Göç ve Araf Sergisi | Fotoğraf: Basın bülteni
Önder KARATAŞ
Antakya
“Aylan bebe”nin küçücük bedeninin kıyıya vurduğu anı belgeleyen fotoğraf medya kanallarına yansıdığında, insan yüzünü bıçak gibi çizen bir etki bıraktı. O fotoğraf yüzlerce sayfa kitabın anlatabileceğini bir kareye sığdırmakla kalmamış savaş ve göç kavramlarının asıl yüzünü açıkça görmemizi sağlamıştır. Sosyal medyadaki haber akış hızı, egemen ideolojik ve kültürel araçların sürekli işler olmasının da etkisiyle azımız değil çoğumuz unutmuştur şimdi.
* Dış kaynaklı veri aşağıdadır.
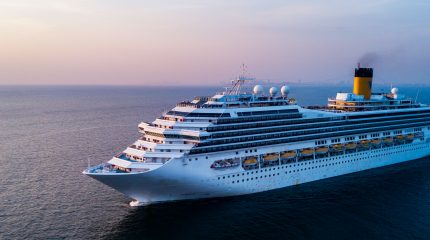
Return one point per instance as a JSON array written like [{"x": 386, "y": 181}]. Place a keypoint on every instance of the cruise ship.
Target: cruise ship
[{"x": 239, "y": 142}]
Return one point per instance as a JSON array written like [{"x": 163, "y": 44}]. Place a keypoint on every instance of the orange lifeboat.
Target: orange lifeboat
[
  {"x": 307, "y": 152},
  {"x": 250, "y": 161},
  {"x": 351, "y": 145},
  {"x": 270, "y": 157},
  {"x": 288, "y": 155},
  {"x": 321, "y": 150}
]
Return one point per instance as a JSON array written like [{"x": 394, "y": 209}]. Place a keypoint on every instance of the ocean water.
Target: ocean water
[{"x": 47, "y": 135}]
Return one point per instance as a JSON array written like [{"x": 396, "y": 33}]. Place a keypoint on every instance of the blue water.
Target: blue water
[{"x": 48, "y": 133}]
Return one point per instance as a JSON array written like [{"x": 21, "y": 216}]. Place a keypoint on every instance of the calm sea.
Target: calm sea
[{"x": 48, "y": 133}]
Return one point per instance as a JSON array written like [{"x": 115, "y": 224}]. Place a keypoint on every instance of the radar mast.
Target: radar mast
[{"x": 239, "y": 82}]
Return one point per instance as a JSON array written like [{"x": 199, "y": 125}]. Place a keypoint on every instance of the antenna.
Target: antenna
[
  {"x": 416, "y": 97},
  {"x": 238, "y": 83}
]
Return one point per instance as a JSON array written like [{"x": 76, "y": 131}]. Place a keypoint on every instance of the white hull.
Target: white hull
[{"x": 181, "y": 179}]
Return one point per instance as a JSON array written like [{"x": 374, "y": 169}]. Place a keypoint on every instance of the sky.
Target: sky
[{"x": 204, "y": 42}]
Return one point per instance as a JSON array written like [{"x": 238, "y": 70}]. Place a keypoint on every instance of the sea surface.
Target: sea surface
[{"x": 48, "y": 134}]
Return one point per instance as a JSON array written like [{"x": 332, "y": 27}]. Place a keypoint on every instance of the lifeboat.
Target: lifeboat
[
  {"x": 376, "y": 141},
  {"x": 364, "y": 143},
  {"x": 337, "y": 147},
  {"x": 400, "y": 137},
  {"x": 351, "y": 145},
  {"x": 289, "y": 154},
  {"x": 307, "y": 152},
  {"x": 220, "y": 164},
  {"x": 388, "y": 140},
  {"x": 250, "y": 161},
  {"x": 321, "y": 150},
  {"x": 270, "y": 157}
]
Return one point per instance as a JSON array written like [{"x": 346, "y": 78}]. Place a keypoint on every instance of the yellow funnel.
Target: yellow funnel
[{"x": 363, "y": 82}]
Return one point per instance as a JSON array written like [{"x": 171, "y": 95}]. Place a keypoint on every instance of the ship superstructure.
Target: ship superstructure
[{"x": 237, "y": 143}]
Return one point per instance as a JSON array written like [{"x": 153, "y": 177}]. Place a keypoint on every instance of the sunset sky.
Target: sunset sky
[{"x": 134, "y": 42}]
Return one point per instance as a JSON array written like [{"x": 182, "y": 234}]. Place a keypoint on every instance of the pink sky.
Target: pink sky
[{"x": 205, "y": 42}]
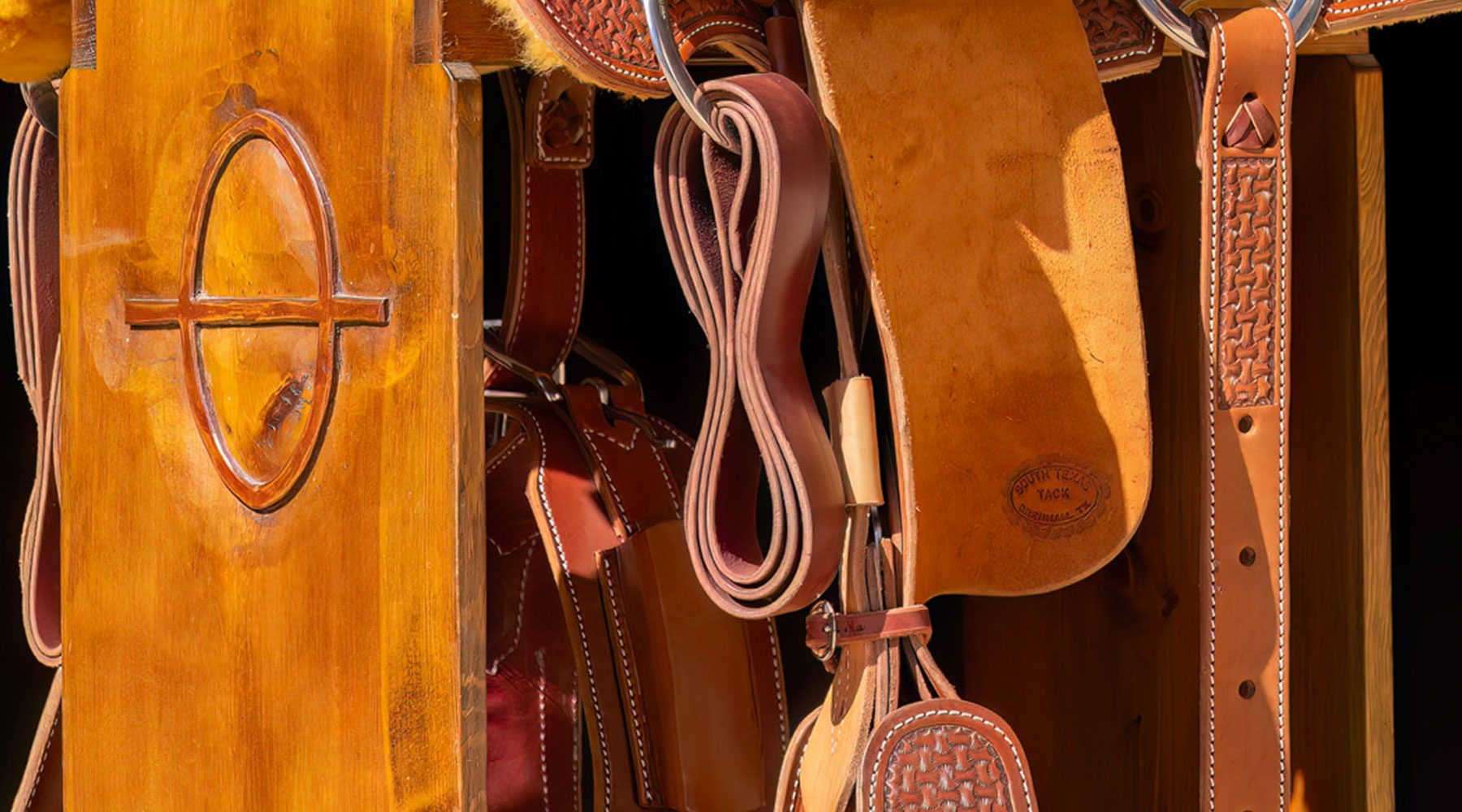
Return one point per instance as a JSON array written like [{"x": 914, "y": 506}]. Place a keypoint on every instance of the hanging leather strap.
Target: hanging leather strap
[
  {"x": 1244, "y": 157},
  {"x": 36, "y": 296},
  {"x": 745, "y": 231}
]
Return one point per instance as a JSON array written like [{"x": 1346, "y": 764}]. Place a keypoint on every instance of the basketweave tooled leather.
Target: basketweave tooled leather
[
  {"x": 1244, "y": 276},
  {"x": 34, "y": 292}
]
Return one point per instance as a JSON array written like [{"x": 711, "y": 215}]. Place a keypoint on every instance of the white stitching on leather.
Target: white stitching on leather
[
  {"x": 655, "y": 78},
  {"x": 40, "y": 767},
  {"x": 1284, "y": 374},
  {"x": 512, "y": 447},
  {"x": 543, "y": 726},
  {"x": 1138, "y": 50},
  {"x": 776, "y": 675},
  {"x": 573, "y": 599},
  {"x": 1015, "y": 751},
  {"x": 1213, "y": 418},
  {"x": 628, "y": 672},
  {"x": 1366, "y": 7},
  {"x": 518, "y": 621}
]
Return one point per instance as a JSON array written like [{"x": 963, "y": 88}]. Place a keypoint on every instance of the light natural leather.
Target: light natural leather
[
  {"x": 1244, "y": 157},
  {"x": 1003, "y": 283},
  {"x": 745, "y": 231}
]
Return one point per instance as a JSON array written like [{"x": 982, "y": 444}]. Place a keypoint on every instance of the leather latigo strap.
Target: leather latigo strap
[
  {"x": 745, "y": 232},
  {"x": 681, "y": 703},
  {"x": 36, "y": 296},
  {"x": 551, "y": 136},
  {"x": 1244, "y": 155}
]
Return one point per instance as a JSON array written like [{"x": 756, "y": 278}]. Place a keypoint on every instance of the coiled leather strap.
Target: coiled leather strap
[{"x": 745, "y": 232}]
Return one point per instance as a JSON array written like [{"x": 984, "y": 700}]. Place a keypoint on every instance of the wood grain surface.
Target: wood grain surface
[{"x": 319, "y": 649}]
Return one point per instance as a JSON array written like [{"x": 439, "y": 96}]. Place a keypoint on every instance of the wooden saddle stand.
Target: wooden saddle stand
[{"x": 380, "y": 594}]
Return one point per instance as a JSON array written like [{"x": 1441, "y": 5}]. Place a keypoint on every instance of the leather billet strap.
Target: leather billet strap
[
  {"x": 745, "y": 232},
  {"x": 1244, "y": 157},
  {"x": 550, "y": 122},
  {"x": 828, "y": 630}
]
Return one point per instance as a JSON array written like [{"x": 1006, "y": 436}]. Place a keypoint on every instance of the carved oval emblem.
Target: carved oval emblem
[
  {"x": 259, "y": 309},
  {"x": 1054, "y": 497}
]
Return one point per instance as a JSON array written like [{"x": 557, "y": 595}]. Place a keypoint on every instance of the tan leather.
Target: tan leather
[
  {"x": 945, "y": 754},
  {"x": 1352, "y": 15},
  {"x": 1003, "y": 283},
  {"x": 651, "y": 650},
  {"x": 826, "y": 631},
  {"x": 745, "y": 232},
  {"x": 34, "y": 291},
  {"x": 1244, "y": 157}
]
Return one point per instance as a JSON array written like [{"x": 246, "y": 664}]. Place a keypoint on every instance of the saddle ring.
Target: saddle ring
[
  {"x": 685, "y": 89},
  {"x": 1184, "y": 29}
]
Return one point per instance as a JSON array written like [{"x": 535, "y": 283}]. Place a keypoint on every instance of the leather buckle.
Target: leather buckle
[{"x": 826, "y": 653}]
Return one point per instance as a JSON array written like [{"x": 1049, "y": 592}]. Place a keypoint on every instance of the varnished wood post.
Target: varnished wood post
[{"x": 272, "y": 456}]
Göç ve mültecilik kavramları ülke gündeminin öncelikli başlıklarından biri durumunda. En başından söyleyelim, göçe neden olan savaş, ekonomik çöküş vb. koşullarda “insan akışı” bugün yoksul bölgelerden sermaye merkezlerine doğru ilerliyor doğal olarak. Zira “yoksulluk merkezleri”ndeki insanlar başta beslenme ve barınma gibi en temel gereksinimlerini karşılamak zorundadır. Devletlerin sınırları, iktidarların politik yönelimleri bu gerçeği değiştiremiyor. Bu nedenle insan akışı her çağın en belirgin yanını temsil eder.
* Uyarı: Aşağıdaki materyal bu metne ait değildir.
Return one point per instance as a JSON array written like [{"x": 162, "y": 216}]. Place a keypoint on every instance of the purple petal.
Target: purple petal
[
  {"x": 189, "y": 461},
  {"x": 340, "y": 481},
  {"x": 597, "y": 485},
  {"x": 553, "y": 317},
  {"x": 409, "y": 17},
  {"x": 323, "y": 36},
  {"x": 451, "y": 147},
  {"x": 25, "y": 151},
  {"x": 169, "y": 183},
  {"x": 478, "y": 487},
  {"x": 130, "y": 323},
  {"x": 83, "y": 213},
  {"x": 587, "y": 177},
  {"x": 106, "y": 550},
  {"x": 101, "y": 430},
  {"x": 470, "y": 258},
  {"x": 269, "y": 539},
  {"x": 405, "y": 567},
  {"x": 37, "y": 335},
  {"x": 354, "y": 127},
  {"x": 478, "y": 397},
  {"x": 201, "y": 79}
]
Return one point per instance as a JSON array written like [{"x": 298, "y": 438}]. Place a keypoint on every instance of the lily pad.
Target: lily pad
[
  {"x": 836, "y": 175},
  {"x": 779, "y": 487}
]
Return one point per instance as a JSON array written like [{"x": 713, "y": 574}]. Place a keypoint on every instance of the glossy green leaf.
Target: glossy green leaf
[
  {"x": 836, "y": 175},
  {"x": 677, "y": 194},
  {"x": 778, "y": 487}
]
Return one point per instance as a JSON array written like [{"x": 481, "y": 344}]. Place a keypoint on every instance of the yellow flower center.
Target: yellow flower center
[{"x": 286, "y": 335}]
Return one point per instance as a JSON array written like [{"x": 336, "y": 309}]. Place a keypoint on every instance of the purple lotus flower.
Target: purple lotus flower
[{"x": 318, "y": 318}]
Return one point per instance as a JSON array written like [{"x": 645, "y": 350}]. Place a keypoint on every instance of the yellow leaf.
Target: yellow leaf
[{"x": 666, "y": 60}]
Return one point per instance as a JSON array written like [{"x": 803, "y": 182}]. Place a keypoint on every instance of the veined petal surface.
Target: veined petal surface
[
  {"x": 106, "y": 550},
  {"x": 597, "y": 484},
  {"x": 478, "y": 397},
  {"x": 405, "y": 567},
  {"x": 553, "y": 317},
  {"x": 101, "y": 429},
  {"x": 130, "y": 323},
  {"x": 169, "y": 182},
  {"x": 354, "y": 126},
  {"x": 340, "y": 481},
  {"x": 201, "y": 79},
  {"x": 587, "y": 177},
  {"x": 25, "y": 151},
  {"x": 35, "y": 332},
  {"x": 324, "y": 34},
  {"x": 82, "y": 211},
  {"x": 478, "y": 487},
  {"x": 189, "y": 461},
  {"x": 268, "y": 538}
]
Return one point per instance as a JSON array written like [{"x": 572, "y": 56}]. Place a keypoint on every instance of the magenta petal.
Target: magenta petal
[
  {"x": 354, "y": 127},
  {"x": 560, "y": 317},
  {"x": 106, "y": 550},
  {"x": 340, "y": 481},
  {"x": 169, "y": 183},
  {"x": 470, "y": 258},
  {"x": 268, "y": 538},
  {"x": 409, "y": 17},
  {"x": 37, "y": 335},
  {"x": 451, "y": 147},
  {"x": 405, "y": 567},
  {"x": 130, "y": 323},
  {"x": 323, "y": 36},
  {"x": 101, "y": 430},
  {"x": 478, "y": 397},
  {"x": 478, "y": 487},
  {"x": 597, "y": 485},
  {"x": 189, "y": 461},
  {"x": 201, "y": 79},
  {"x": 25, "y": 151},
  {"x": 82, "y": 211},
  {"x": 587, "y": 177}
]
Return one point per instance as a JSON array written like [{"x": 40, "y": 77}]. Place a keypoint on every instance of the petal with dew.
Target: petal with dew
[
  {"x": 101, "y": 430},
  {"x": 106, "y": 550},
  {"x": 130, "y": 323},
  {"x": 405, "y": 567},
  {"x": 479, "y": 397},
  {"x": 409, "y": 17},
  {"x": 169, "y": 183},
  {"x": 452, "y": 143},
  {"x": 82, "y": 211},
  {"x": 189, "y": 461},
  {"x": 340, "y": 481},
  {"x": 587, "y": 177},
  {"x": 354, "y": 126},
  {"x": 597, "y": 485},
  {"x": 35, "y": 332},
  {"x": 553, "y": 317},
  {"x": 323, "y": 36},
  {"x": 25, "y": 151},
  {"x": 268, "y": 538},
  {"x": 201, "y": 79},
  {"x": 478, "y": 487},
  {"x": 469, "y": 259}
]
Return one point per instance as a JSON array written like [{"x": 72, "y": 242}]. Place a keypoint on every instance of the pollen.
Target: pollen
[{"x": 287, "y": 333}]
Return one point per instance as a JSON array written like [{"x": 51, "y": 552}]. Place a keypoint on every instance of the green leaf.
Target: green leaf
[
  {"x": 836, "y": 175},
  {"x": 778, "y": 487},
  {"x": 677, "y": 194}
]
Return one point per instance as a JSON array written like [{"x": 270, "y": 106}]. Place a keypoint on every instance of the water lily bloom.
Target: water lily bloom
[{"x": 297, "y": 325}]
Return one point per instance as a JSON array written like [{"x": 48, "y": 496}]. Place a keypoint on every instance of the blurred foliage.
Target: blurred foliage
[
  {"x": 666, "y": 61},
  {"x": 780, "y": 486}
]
Adil Okay, Tülin Şahin Okay (taş heykel), Ali Osman Abalı ve Arif Kılıç’ın “Göç ve Araf” adlı sergisi, göçün öznesi insan manzaralarına ve onlara ait nesnelere odaklanarak kalıcı bir belleğin oluşumuna katkı sunmayı önemsiyor. Serginin hemen girişinde Sevgili Sennur Sezer’in Tülin Şahin Okay’a Mektubu karşılıyor ziyaretçileri. Tülin Şahin Okay’ın “taş kesilen kadınlar ve çocuklar” metaforu sergi salonunun kalbine yerleşmiş. Tekil ve çoğul figürlerle derinleşiyor anlatım. Mektubun bir kısmında şu cümleler akıp gidiyor: “Kadın kimliği yüzünden acı çeken, aşağılanan kadınlar. Belki de sırtladıkları, ihtiyarları ve çocukları değil, yarınları, yurtları, yuva bildikleri çatıları…”
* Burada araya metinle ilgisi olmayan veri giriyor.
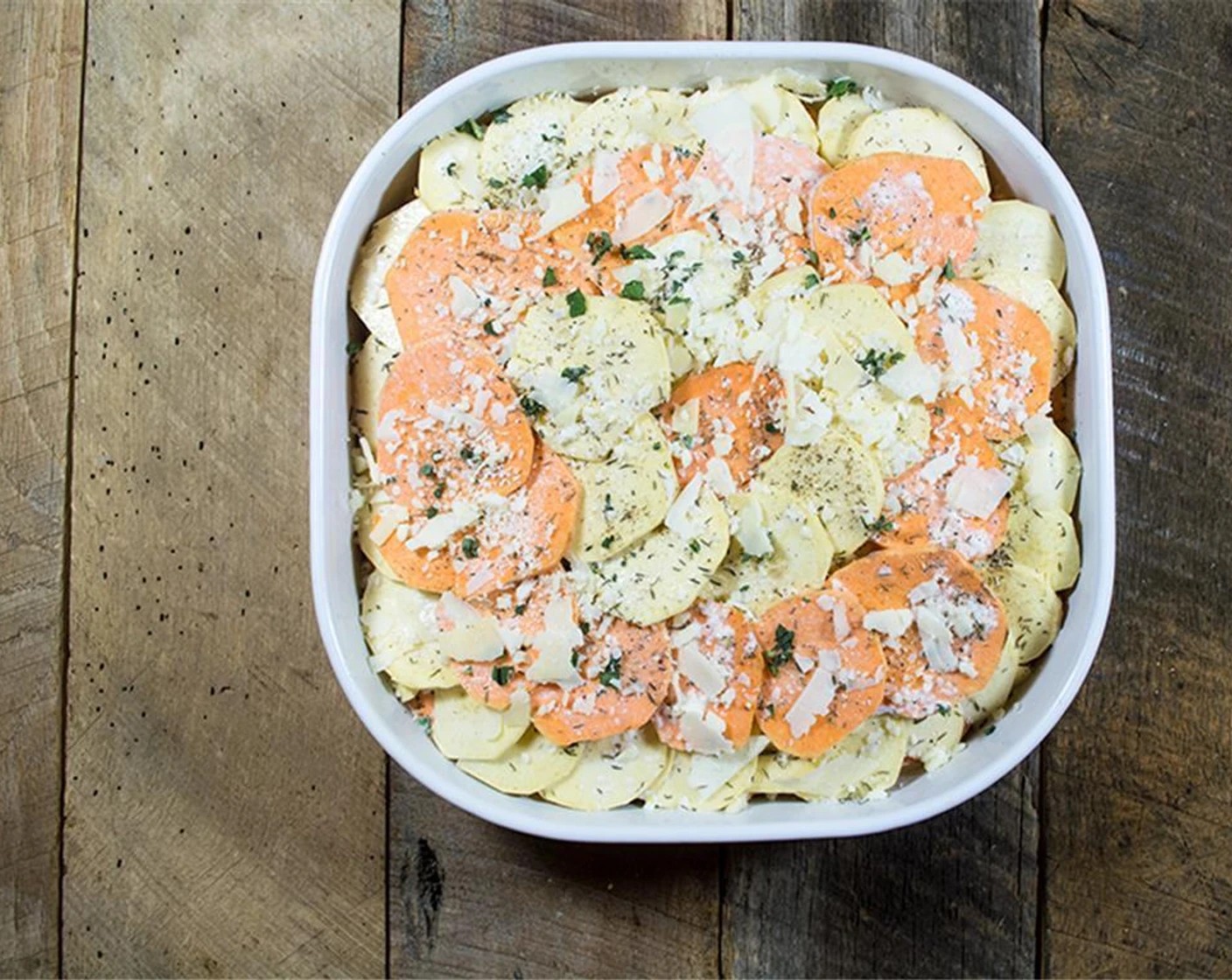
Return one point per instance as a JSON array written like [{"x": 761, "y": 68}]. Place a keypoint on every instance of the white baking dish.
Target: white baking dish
[{"x": 386, "y": 178}]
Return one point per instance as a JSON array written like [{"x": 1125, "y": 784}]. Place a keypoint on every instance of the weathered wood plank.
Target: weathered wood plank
[
  {"x": 223, "y": 804},
  {"x": 467, "y": 899},
  {"x": 957, "y": 895},
  {"x": 1138, "y": 799},
  {"x": 39, "y": 116}
]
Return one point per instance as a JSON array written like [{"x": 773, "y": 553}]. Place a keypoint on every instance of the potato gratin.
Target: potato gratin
[{"x": 705, "y": 444}]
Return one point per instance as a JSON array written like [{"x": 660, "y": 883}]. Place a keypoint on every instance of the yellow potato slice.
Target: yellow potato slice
[
  {"x": 921, "y": 131},
  {"x": 612, "y": 772},
  {"x": 528, "y": 766}
]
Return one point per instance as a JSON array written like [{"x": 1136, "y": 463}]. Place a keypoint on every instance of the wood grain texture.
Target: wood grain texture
[
  {"x": 1138, "y": 789},
  {"x": 467, "y": 899},
  {"x": 39, "y": 115},
  {"x": 224, "y": 808},
  {"x": 957, "y": 895}
]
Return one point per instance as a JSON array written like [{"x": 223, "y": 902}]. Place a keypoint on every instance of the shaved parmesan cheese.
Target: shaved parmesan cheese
[
  {"x": 556, "y": 644},
  {"x": 912, "y": 377},
  {"x": 680, "y": 516},
  {"x": 701, "y": 671},
  {"x": 606, "y": 177},
  {"x": 642, "y": 216},
  {"x": 976, "y": 492},
  {"x": 892, "y": 623},
  {"x": 813, "y": 702},
  {"x": 938, "y": 642},
  {"x": 473, "y": 636},
  {"x": 709, "y": 774},
  {"x": 561, "y": 205},
  {"x": 751, "y": 530},
  {"x": 440, "y": 529},
  {"x": 704, "y": 733}
]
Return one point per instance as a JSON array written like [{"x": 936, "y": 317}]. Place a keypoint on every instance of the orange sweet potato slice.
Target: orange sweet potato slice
[
  {"x": 721, "y": 635},
  {"x": 996, "y": 350},
  {"x": 920, "y": 208},
  {"x": 824, "y": 671},
  {"x": 739, "y": 410},
  {"x": 957, "y": 630}
]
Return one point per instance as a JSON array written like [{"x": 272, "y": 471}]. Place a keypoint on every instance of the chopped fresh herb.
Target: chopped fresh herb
[
  {"x": 876, "y": 362},
  {"x": 610, "y": 676},
  {"x": 784, "y": 646},
  {"x": 598, "y": 243},
  {"x": 536, "y": 178},
  {"x": 839, "y": 87},
  {"x": 636, "y": 252},
  {"x": 881, "y": 525},
  {"x": 503, "y": 675}
]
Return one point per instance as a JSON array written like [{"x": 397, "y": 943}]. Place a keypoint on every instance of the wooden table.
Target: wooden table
[{"x": 183, "y": 788}]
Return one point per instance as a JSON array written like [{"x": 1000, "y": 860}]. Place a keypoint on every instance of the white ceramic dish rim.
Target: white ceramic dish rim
[{"x": 600, "y": 64}]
Fotoğraflar iki zaman kesitine yoğunlaşıyor. Önce daha demin derme çatma teknelere, botlara binip giden insanların ardında kalan ayakkabılar, oyuncaklar, giysiler. Bütün bu nesneler uzun bir hikayenin orada geçen kısmını dillendiriyor. Burada Akdeniz veya Ege kıyıları güzel olmaktan epey uzaktır. Büyük bir trajedinin soluklandığı kıyılar insan tacirlerinin de iş tuttuğu mekanlardır artık. Dalgası, köpüren mavisiyle bile. Daha sonra ise meşakkatli bir yolculuğun ardından geçici de olsa yerleşilen barakalar, çadırlar, yoksulluk ve korkuya boyanmış, belli belirsiz seçilemeyen yüzler…
Aylan bebenin yüzlerce, binlerce kez tekrar etmiş trajedisini belgeliyor her kare. Üstelik bunu belgesel bir döküm yapmak adına değil, insanlığı uyarmak, emperyalist çağın yarattığı savaş gerçekliğini anlatmak için yapıyor fotoğraf makinesinin deklanşörüne basan eller. Unutmayanlar, unutmaya meyilli çoğunluğa sesleniyor. Zorunlu göç bir trajedidir. Üstelik tarih bir yana günümüzde emperyalist çağın ürettiği bir trajedidir. Dünyanın bütün ezilenleri belleğini oluşturacak ve koruyacaktır.
Not: Sergi Antakya Expo Alanı / Bitki Müzesi Sergi Salonu’nda 12 Haziran’a kadar ziyaretçilerini bekliyor.